|Institution:||University of Patras|
|Keywords:||Semiconductor nanostructures; Effective mass approximation; Linear and nonlinear optical properties; Pseudopotential theory; Configuration interaction; 537.622 6; Νανοδομές ημιαγωγών; Προσέγγιση ενεργούς μάζας; Γραμμικές και μη γραμμικές οπτικές ιδιότητες; Μέθοδος ψευδοδυναμικών; Αλληλεπίδραση διαμορφώσεων|
|Full text PDF:||http://hdl.handle.net/10889/8431|
The goal of this Thesis is to study the electronic and optical properties of semiconductor nanostructures by employing different theories. The work present in this Thesis is divided into three parts. Part I is devoted to the effective-mass theory and its several applications. A general description of the effective mass theory and several ways of solving the effective-mass Schrodinger equation with an emphasis on the potential morphing method are given in the first chapter. In the following few chapters, we apply these theories in many realistic systems for the study of many properties.

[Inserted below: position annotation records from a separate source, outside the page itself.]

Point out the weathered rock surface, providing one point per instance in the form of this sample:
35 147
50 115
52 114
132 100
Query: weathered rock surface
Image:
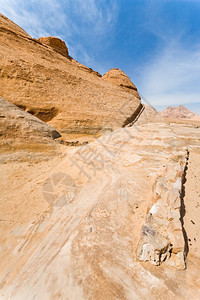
59 90
87 246
56 43
180 112
118 77
162 236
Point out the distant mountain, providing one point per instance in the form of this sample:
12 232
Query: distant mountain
179 112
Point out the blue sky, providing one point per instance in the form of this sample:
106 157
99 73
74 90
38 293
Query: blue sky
155 42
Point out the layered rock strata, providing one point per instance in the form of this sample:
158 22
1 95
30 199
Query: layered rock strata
40 77
162 236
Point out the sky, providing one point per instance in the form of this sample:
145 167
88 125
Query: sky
155 42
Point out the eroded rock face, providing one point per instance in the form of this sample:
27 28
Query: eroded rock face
179 112
119 78
71 97
87 249
162 235
56 43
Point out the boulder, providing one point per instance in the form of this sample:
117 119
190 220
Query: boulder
119 78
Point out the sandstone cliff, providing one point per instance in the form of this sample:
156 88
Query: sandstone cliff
57 89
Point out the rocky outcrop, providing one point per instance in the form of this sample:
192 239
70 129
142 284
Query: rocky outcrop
118 77
179 112
57 44
19 128
70 227
71 97
162 236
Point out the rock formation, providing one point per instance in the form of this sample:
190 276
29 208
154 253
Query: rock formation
117 218
119 78
20 130
179 112
56 43
56 88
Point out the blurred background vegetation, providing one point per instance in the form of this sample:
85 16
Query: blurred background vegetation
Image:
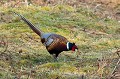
94 25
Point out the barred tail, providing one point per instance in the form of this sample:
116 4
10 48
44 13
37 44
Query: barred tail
36 30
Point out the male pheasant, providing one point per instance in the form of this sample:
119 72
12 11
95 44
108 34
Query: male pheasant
54 43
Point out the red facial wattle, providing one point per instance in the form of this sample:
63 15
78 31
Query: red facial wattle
74 47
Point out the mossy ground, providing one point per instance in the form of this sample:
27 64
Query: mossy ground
26 58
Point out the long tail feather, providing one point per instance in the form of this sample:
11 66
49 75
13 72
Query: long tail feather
36 30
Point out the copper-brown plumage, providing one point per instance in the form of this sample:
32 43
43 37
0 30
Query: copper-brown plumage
54 43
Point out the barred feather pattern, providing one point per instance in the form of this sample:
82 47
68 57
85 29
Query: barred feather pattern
54 43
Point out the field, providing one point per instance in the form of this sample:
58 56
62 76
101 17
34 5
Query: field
22 55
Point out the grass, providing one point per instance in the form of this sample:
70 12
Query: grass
26 57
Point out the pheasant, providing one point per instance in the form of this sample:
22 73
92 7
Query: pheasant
54 43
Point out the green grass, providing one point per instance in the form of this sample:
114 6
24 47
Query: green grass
35 62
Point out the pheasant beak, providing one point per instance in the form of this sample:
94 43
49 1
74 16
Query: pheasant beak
76 50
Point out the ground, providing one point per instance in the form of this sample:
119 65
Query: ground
23 56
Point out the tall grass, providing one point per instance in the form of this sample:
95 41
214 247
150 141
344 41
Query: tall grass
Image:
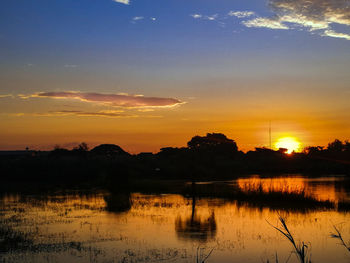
300 249
337 235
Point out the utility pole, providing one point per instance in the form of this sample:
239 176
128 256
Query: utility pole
270 136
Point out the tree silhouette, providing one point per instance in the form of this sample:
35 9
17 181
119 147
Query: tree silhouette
216 142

They include: i) the binding energy of hydrogentic donor impurity in semiconductor quantum dots under the influence of static electric field and/or magnetic field, ii) the linear and nonlinear optical properties associated with intraband transitions in semiconductor quantum dots, core shell quantum dots and quantum-dot-quantum-ring systems. Part II is devoted to the pseudopotential theory and its several applications. The background theories primarily regarding to the empirical pseudopotential method and configuration interaction approach are described in the first chapter. In the following few chapters, we employ these theories for the study of the electronic and optical properties of many nanostructures of group II-VI materials. The optical properties studied herein include the band gap, Stokes shift, exciton fine structure, optical polarization and absorption spectra. Part III is devoted to the appendix, where twelve published papers are presented.